Franquin et les fanzines (Semaine Grands Prix d’Angoulême)

 

 

 

 

Semaine à thème Grands Prix d'Angoulême

Affiche Angoulême 1975 FranquinFranquin et les fanzines

 

 

 

Titre : Franquin et les fanzines- Entretiens avec la presse souterraine 1971-1993

Auteurs : Serge Honorez, José-Louis Bocquet, Philippe Ghielmetti

Editeur : Dupuis

Date de publication : Juin 2013

 

Permettez-moi, au cours de cette semaine à thème, de décentrer un peu notre propos et nos habitudes. Aujourd’hui, point d’album, mais pourtant nous allons mettre un des grands prix à l’honneur : André Franquin. Gaston, je vous ai proposé, Spirou, de même. Restait Modeste et Pompon et le Marsupilami, mais il m’est tombé entre les mains un ouvrage différent, comme j’aime à en lire depuis l’été 2013, un ouvrage qui parle de la bande dessinée. Et donc, de Franquin.

Vous êtes ici sur un blog, je vous en remercie. Mais dans les années 70 à 90, point d’internet et de web 2.0 pour permettre aux passionnés de bd de s’exprimer. Certains fous créaient des fanzines, des magazines à tout petit tirage, réalisés parfois avec des moyens ridicules, mais emplis de bonne volonté et de désir de faire partager une passion, la bande dessinée. En France, on se souviendra de certains plus que d’autres, un Jacques Glénat (éditeur), un José-Louis Bocquet (Scénariste) ou un Didier Pasamonik (journaliste). Cette génération avait ses maîtres, Franquin n’était pas le moindre. Il prenait plaisir à répondre aux sollicitations de ces fous passionnés, et Dupuis a donc tout récemment rassemblé les différents entretiens donnés par l’auteur à ces feuilles de choux. Les auteurs, après présentation des différents fanzines, nous livrent donc la parole de Franquin, ainsi que bon nombre de croquis assez peu diffusés jusque là.

J’ai adoré cette lecture.

D’abord, parce que le préambule m’a permis de me donner le sentiment de participer à une nouvelle vague du monde de la bd. Les blogs, si l’on en croit les auteurs de cet ouvrage, ne sont ni plus ni moins que les successeurs des fanzines, dont ils reprennent les différents principes. Seul le support a changer, l’esprit reste le même.

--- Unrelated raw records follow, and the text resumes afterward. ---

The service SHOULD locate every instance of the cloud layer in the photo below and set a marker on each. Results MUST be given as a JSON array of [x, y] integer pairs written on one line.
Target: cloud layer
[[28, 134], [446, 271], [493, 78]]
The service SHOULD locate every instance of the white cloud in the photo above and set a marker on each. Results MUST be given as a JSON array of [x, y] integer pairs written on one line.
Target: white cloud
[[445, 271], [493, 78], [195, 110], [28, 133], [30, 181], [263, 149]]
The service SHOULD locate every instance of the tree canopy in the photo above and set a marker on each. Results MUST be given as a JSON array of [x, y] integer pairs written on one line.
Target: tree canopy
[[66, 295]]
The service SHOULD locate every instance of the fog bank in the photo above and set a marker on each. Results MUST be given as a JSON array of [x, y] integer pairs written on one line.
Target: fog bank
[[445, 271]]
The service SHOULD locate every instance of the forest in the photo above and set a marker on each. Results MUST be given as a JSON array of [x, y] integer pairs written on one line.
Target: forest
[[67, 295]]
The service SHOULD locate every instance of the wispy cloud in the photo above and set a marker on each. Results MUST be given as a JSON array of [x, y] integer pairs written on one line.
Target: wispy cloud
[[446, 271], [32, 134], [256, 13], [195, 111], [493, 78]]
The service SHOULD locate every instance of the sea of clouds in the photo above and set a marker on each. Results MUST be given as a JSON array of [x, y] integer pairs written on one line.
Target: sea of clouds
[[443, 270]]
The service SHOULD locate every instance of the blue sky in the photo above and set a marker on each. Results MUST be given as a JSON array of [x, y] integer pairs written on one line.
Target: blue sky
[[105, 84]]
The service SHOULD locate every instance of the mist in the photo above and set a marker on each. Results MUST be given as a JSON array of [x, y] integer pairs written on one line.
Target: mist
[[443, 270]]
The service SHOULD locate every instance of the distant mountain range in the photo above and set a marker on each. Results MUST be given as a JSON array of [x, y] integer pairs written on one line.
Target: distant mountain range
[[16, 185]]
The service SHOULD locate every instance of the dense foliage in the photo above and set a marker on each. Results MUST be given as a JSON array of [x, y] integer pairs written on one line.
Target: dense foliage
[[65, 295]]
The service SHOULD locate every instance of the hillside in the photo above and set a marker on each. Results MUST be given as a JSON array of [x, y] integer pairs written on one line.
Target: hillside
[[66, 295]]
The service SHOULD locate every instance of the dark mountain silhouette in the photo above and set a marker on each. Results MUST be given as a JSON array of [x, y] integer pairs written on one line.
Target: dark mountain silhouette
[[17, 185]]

Et puis, il y a Franquin. J’ai grandi avec Gaston Lagaffe, pour moi cet auteur représente toute mon enfance. Sans pour autant que j’ai le sentiment que ces ouvrages soient datés, ou qu’ils s’adressent à l’enfant que j’étais avec condescendance. Alors le lire est un immense bonheur. Ce livre doit se prendre chapitre après chapitre. Pas la peine de se précipiter, de toute façon, les questions sont souvent proches, et l’auteur obligé de se répéter régulièrement. Mais on apprend de nombreux petits détails, on découvre l’état d’esprit de l’homme, quand bien même il ne souhaitait pas parler de lui.  Et on apprend aussi beaucoup de choses sur le monde des fanzines. Etonnant, aujourd’hui, de voir ces amoureux de bd réaliser leurs petits ouvrages à l’aide de ronéo et de colle Uhu. Il en fallait de la motivation et de l’inventivité, pour triompher de ces obstacles. Bien plus qu’aujourd’hui où les plate-formes de blogs permettent de réaliser un support de diffusion en cinq minutes à peine.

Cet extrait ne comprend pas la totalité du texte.